I'll also be sharing a fragment of a new piano piece I'm composing. Lately, it's been my practice to devote some of my music-making time each day to “asking the universe” for whatever comes next in the piece of music I'm composing. I find this to be a powerful way to tune in to the creative force that sends me music. I know that sounds pretty far out, but it is the clearest description I have for where the music comes from. I do not experience it as coming from me—I experience discovering it.
Historically, I've been fascinated with the structure of music and the structure of other things—like sunflowers and broccoli florets. Since I was introduced to it in college by Casey Carter, I've loved thinking about the fibonacci series. This series was dreamt up by a 12th century mathematician named Leonardo Pissano who wrote about it in his book liber abbacci. In case you want to know more, you can study this diagram or listen to this entertaining TED talk by Arthur Benjamin.

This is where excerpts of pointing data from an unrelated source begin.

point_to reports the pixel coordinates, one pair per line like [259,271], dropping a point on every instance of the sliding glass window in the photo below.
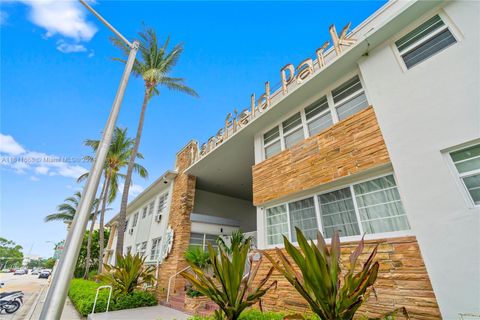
[370,207]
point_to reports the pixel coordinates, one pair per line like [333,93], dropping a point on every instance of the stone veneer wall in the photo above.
[402,281]
[179,219]
[352,145]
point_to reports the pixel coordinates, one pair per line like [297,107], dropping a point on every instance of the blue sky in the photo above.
[58,82]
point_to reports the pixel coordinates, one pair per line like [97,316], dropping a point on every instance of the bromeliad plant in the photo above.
[319,280]
[230,287]
[128,275]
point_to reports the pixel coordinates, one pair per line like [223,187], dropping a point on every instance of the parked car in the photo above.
[19,272]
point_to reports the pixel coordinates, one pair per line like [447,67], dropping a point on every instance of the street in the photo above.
[32,287]
[29,284]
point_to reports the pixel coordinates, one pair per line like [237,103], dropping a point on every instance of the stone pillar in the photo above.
[183,196]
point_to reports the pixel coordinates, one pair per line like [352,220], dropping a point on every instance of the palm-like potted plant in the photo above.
[128,274]
[319,277]
[230,287]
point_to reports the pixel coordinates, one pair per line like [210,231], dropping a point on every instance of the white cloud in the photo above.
[66,18]
[133,191]
[16,158]
[9,146]
[70,47]
[42,170]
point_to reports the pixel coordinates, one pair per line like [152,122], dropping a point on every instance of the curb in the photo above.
[34,305]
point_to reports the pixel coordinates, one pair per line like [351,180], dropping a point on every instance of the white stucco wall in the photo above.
[147,228]
[423,111]
[215,204]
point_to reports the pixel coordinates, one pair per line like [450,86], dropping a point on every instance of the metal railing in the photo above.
[96,297]
[170,281]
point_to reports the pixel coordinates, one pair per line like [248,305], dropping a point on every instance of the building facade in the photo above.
[378,135]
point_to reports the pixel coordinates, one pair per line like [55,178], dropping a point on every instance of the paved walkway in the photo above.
[148,313]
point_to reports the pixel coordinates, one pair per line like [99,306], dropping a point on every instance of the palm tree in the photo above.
[67,210]
[118,156]
[154,66]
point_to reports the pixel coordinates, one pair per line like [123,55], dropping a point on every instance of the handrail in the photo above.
[170,280]
[96,297]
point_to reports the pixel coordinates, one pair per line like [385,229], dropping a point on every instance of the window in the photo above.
[467,162]
[150,207]
[202,240]
[155,250]
[429,38]
[349,98]
[292,130]
[303,216]
[271,142]
[277,224]
[162,203]
[379,206]
[318,116]
[196,239]
[370,207]
[135,220]
[142,248]
[337,212]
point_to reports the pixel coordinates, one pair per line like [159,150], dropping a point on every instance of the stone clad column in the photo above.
[179,220]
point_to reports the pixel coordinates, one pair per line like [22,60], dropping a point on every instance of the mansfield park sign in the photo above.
[289,75]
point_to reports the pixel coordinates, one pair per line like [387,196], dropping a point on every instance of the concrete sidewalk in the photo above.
[69,311]
[148,313]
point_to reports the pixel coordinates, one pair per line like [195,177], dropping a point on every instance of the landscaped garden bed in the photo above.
[82,293]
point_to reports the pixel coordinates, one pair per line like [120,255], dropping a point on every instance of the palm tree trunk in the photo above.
[90,234]
[123,209]
[101,237]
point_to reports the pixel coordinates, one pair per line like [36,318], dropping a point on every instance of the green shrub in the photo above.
[254,314]
[192,293]
[82,293]
[136,299]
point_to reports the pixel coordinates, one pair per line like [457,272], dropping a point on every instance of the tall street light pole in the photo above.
[57,293]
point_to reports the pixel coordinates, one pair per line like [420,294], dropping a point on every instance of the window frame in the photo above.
[139,248]
[459,176]
[350,97]
[448,25]
[332,110]
[367,236]
[135,219]
[155,248]
[151,207]
[162,209]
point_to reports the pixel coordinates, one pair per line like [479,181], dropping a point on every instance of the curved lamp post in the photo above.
[57,293]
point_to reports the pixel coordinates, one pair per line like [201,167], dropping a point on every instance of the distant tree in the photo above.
[67,209]
[95,249]
[118,156]
[37,263]
[10,253]
[49,263]
[154,65]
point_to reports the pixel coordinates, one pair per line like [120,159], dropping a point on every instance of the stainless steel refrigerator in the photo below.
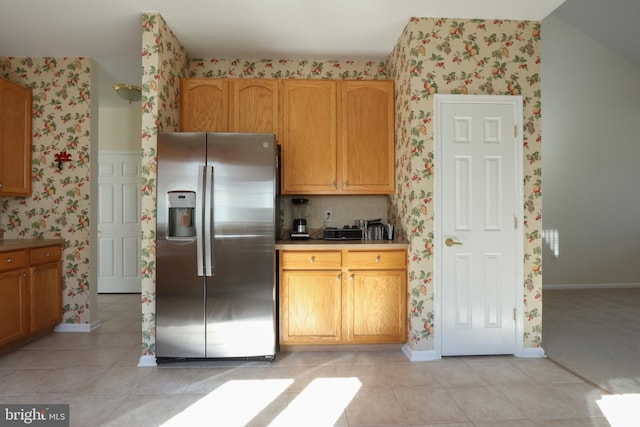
[216,231]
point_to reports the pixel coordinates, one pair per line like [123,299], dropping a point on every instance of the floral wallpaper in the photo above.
[59,205]
[459,56]
[164,61]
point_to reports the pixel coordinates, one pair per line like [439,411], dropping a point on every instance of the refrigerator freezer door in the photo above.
[180,312]
[240,312]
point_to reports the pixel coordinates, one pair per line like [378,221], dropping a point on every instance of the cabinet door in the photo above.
[45,296]
[15,139]
[13,306]
[310,307]
[204,105]
[309,127]
[367,137]
[377,306]
[253,106]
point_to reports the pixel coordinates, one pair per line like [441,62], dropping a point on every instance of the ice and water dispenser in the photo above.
[182,206]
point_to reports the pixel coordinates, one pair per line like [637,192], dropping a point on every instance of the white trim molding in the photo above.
[77,327]
[531,353]
[147,361]
[420,355]
[591,286]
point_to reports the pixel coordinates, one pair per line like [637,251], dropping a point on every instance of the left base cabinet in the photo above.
[30,293]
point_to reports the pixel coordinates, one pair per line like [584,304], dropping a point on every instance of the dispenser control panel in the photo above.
[182,199]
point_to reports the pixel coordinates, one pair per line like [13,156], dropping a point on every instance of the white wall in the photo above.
[590,160]
[120,128]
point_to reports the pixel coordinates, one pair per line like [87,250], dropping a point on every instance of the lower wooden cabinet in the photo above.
[313,306]
[14,319]
[343,297]
[45,290]
[30,292]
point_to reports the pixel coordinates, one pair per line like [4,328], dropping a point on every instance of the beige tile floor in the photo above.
[96,374]
[595,332]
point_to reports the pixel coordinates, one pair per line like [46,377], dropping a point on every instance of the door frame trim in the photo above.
[517,102]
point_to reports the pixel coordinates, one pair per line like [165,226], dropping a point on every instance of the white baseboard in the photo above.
[419,355]
[531,353]
[147,361]
[77,327]
[591,286]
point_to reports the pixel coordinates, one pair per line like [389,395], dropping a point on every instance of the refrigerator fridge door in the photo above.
[180,291]
[240,295]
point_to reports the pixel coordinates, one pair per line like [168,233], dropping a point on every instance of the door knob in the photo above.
[451,242]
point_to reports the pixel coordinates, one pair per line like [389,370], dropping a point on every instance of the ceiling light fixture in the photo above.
[128,92]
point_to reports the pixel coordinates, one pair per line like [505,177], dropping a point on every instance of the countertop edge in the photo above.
[17,244]
[303,245]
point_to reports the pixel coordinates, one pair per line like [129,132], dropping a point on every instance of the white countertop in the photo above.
[314,244]
[16,244]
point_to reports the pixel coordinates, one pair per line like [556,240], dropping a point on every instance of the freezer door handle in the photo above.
[198,221]
[208,221]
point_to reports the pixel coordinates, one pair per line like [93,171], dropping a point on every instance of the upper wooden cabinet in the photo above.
[15,139]
[367,136]
[338,137]
[204,105]
[229,105]
[253,106]
[309,137]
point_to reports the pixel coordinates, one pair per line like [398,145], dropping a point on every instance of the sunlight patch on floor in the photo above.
[235,403]
[320,404]
[621,410]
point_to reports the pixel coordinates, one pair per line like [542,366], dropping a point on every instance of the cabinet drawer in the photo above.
[46,255]
[378,260]
[13,259]
[313,260]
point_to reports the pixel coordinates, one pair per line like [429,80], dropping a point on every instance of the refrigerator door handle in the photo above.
[198,221]
[208,221]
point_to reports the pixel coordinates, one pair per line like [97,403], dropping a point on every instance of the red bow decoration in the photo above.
[61,157]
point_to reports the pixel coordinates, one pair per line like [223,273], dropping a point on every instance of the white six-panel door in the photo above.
[479,244]
[119,223]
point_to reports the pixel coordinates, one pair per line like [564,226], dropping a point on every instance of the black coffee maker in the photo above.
[300,230]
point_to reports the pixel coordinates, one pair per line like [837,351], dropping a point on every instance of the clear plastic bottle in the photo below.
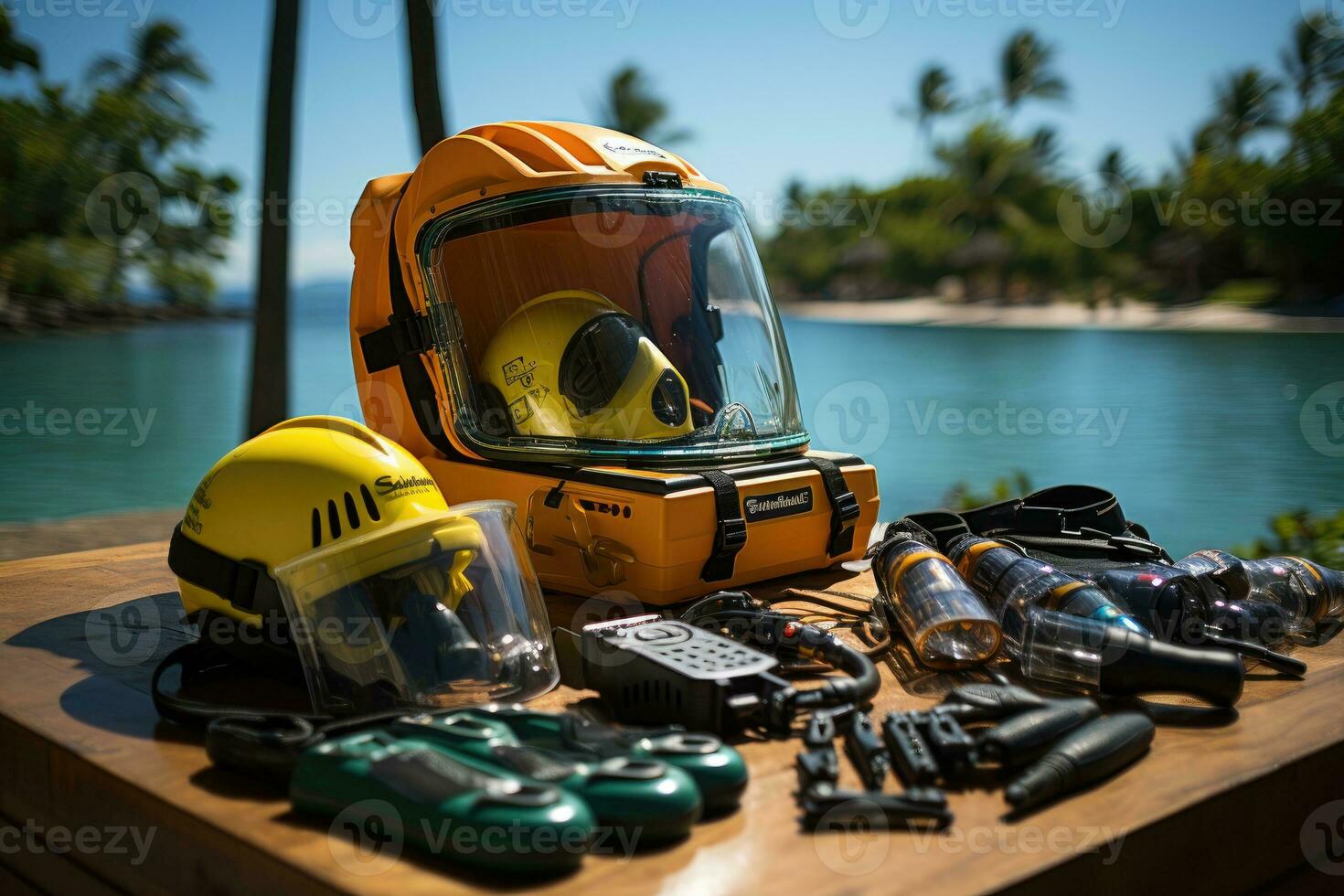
[1011,581]
[1307,592]
[946,623]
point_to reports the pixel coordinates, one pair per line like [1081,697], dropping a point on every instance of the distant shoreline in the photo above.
[1129,316]
[26,318]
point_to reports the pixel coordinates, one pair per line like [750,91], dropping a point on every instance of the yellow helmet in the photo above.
[571,363]
[336,546]
[300,485]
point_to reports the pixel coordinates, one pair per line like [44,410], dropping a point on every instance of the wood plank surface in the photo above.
[1221,804]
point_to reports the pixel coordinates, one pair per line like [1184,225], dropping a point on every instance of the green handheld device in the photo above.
[643,795]
[425,797]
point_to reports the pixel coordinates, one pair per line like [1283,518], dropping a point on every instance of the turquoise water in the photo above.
[1199,434]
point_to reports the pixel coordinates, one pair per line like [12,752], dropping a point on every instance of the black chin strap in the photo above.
[246,584]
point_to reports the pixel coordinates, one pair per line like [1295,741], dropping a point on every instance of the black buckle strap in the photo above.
[246,584]
[730,535]
[1063,509]
[402,337]
[844,507]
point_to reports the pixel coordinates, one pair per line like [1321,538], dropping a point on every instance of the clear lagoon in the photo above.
[1203,435]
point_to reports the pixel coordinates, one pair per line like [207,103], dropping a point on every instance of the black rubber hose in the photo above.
[859,688]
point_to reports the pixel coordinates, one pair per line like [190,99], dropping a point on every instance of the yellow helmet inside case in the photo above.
[331,544]
[563,293]
[572,364]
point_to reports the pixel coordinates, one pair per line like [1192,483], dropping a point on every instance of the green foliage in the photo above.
[1227,222]
[1247,293]
[14,53]
[964,497]
[1304,535]
[634,108]
[59,148]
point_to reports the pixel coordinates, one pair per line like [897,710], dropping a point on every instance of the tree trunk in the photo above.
[425,89]
[271,341]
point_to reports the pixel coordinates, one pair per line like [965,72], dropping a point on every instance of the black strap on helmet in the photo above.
[246,584]
[1064,521]
[403,343]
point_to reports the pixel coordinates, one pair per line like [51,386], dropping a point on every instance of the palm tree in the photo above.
[1246,102]
[271,341]
[934,98]
[422,39]
[1027,73]
[155,76]
[14,53]
[1044,146]
[632,108]
[156,66]
[1313,58]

I've tried using the fibonacci series to structure compositions before. I've often been disappointed with the results as too intellectual to be comprehensible to the ear on a first hearing. Recently, though, I found myself writing something using lots of repeated patterns. I decided to try using the fibonacci numbers as a structural device again. This time, I'm enjoying the results. I'll be playing part of this new composition for solo piano called Differentiation. This piece is structured using the fibonacci series. However, there are elements of melody that break out of that mathematical structure and become more organic. These melodic elements might be thought of as designs that connect the rectangles with immediately comprehensible phrases.
I've long found that immersing myself in nature is a source of inspiration for me. But lately I've been unable to take my customary walks in the woods. I have found plenty of inspiration in this mathematical pattern. Perhaps looking into the mathematical realities that surround us works in the same way as going out to observe the lichen on the bark of trees, or the form of snowflakes. I hope my listeners will receive some of the same beauty that's evident to me when I'm lost in my process of discovery.